Homily for the Memorial of Saint Clare of Assisi; Mass for the Convocation of Teachers of the Schools of the Diocese of Fort Worth

August 11, 2021
Saint Elizabeth Ann Seton Catholic Church
Keller, Texas

Philippians 3:8-14
Psalm 16:1b-2a, 5, 7-8, 11
Matthew 19:27-29

“I consider everything as a loss because of the supreme good of knowing Christ Jesus my Lord. For His sake I have accepted the loss of all things and I consider them so much rubbish, that I may gain Christ and be found in Him, not having any righteousness of my own based on the law but that which comes through faith in Christ.” These words of Saint Paul written by him to the Philippians almost two thousand years ago as both a witness and an admonition of his brothers and sisters in the Church at Philippi, are offered to us by the Liturgy of the Church for our meditation as we celebrate this Eucharist on the Memorial of Saint Clare and at the beginning of our convocation of our priests, administrators, and teachers in our apostolate of Catholic education in the Diocese of Fort Worth.

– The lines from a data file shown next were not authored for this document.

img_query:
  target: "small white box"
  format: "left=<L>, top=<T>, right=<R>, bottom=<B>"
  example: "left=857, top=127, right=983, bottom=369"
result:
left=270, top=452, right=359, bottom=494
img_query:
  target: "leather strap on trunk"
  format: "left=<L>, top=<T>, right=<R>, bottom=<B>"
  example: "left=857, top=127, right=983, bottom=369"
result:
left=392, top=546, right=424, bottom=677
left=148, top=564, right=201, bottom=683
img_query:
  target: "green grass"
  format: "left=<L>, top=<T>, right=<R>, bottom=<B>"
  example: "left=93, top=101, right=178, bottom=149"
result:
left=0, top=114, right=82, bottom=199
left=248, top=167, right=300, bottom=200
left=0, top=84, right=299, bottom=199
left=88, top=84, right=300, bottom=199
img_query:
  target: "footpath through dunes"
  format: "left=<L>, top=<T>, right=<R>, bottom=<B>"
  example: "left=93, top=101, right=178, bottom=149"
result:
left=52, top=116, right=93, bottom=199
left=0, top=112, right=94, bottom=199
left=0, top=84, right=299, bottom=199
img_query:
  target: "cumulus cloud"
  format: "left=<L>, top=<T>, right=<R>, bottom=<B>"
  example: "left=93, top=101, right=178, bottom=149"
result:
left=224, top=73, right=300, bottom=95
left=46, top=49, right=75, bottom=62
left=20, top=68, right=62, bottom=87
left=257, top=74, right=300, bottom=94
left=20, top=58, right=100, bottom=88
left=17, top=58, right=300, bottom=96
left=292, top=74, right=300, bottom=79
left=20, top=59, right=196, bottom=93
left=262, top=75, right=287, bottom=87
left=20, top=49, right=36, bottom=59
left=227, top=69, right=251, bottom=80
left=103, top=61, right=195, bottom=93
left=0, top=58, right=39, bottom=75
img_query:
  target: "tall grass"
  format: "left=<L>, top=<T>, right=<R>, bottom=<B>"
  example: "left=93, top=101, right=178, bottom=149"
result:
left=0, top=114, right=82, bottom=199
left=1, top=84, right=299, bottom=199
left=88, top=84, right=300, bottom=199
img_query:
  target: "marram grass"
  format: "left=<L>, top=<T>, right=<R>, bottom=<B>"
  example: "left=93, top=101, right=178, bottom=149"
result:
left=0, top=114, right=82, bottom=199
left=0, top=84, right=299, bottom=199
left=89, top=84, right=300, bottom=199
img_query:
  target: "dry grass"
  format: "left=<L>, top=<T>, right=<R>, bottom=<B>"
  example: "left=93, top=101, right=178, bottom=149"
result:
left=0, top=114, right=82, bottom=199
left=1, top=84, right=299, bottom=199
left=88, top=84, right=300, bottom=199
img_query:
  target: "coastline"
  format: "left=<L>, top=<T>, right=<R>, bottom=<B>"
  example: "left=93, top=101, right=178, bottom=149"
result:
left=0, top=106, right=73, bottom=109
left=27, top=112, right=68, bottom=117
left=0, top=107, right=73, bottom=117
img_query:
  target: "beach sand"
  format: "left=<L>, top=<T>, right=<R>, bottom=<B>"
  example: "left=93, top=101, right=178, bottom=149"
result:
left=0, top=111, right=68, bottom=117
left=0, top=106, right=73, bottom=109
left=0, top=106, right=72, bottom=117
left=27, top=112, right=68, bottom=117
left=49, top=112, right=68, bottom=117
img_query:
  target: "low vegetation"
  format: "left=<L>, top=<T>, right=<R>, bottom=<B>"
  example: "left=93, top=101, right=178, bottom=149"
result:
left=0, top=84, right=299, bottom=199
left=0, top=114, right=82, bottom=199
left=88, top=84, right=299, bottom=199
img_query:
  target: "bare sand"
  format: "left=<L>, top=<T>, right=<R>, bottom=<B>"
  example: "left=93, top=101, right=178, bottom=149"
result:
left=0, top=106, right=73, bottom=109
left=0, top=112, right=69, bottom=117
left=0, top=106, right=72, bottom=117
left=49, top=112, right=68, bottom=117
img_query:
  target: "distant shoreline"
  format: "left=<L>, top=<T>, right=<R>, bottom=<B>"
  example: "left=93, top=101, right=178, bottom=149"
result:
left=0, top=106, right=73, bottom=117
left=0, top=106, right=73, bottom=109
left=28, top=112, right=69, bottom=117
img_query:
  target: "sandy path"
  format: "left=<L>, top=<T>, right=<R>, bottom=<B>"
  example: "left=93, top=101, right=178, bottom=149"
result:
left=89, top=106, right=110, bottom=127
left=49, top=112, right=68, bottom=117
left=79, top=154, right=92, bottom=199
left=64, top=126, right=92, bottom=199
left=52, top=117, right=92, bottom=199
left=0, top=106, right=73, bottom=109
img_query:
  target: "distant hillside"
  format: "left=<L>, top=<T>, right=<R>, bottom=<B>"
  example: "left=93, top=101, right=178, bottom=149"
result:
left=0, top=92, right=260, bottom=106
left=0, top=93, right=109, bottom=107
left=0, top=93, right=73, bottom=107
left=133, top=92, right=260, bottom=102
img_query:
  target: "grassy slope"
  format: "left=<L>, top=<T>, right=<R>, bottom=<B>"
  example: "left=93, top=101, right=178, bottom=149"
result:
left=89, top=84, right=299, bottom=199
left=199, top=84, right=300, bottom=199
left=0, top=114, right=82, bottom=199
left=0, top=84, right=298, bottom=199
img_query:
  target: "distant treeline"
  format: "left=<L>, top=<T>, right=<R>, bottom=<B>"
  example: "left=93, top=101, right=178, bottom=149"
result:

Yet, the Church also offers us for our meditation in this Eucharist the words of Saint Peter spoken honestly and almost impudently to Jesus in our Gospel reading taken from Matthew, “We have given up everything and followed you. What will there be for us?” The words of each of these two great Apostles proclaimed on the Memorial of Saint Clare together set for us the mission and the challenge of Catholic education entrusted to us in the schools of the Diocese of Fort Worth.

 “We have given up everything and followed you. What will there be for us?” As frequently displayed in the Gospel, Peter, the Rock, is struggling with accepting the demands of the love of Christ first offered to him and then asked of him.  Peter’s statement and question show for us the development in formation required of each of us in our lives as members of the Church and disciples of Jesus, that is to move from a position of investment in our life and service to a place of sacrifice and love for God and our neighbor.  Investment always places the focus on what is to be gained materially and psychologically by the power of the stockholder.  Sacrificial love has as its focus what is offered generously to God, who cannot and will not be outdone in generosity, but whose generosity can never be the object of our demand and presumption.  Saint Peter has not yet endured the Cross of Jesus when he speaks these illuminating words recorded in the Gospel of Matthew.  Saint Paul has had the grace of conversion, an ongoing process in his life and in the life of each of us, the baptized, whereby he gradually comes to the recognition that external compliance with the Law and standing in society ultimately cannot save him or anyone else. 

There is a particular challenge today for us entrusted with the mission of authentic and Catholic education: to teach as Jesus taught.  That challenge is the presumption among many in our world today that the highest good to be obtained, the summum bonum, is not love of God and neighbor but the attainment of an affluent lifestyle that affords one autonomy in this world, with Catholic and religious faith an afterthought or as a mere decoration of one’s private familial or cultural history.  This affects the parents of our children, those who have financial means and those who don’t have sufficient means but desire for their children to possess more financially than what is sufficient.  This also affects us as educators. Our mission in Catholic education as teachers and administrators who at paycheck time can say with some credible warrant the words of Saint Peter, “We have given up everything and followed you.  What will there be for us?” 

Saint Clare found the answer to these questions that she also had in her life through the introduction afforded her by Saint Francis of Assisi to Christ, the Son of God who became poor and humble, born in a manger, fully human and fully Divine.  It is only with the regular companionship with Christ through worship, prayer, and ministry that we can rightly prioritize our material possessions as gifts afforded us by the love of God, given to share with others for His glory and in response to His love saving us from the false idol of greed and the six other deadly sins in that pantheon of false gods.  She was free to pray honestly and with integrity the Sixteenth Psalm that we prayed today, “You are my inheritance, O Lord.”

Like Saint Paul, the children and their families entrusted to us and also ourselves are called to put aside childish things as we grow from childhood and are formed in Christ.  As he wrote to the Corinthians, “When I was a child, I used to talk as a child, think as a child, reason as a child; when I became a man, I put aside childish things. At present we see indistinctly, as in a mirror, but then face to face. At present I know partially; then I shall know fully, as I am fully known. So, faith, hope, love remain, these three; but the greatest of these is love.”  The only thing that lasts is what we can take out of this life, what we can take out of this life is the state of our soul, saved through faith by the Truth, redeemed through hope by the beauty of God, the beauty of the Incarnation, and formed by love made manifest in the selfless sacrifice of Jesus Christ, the Son of God made man and the Son of Mary, by His Cross and Resurrection.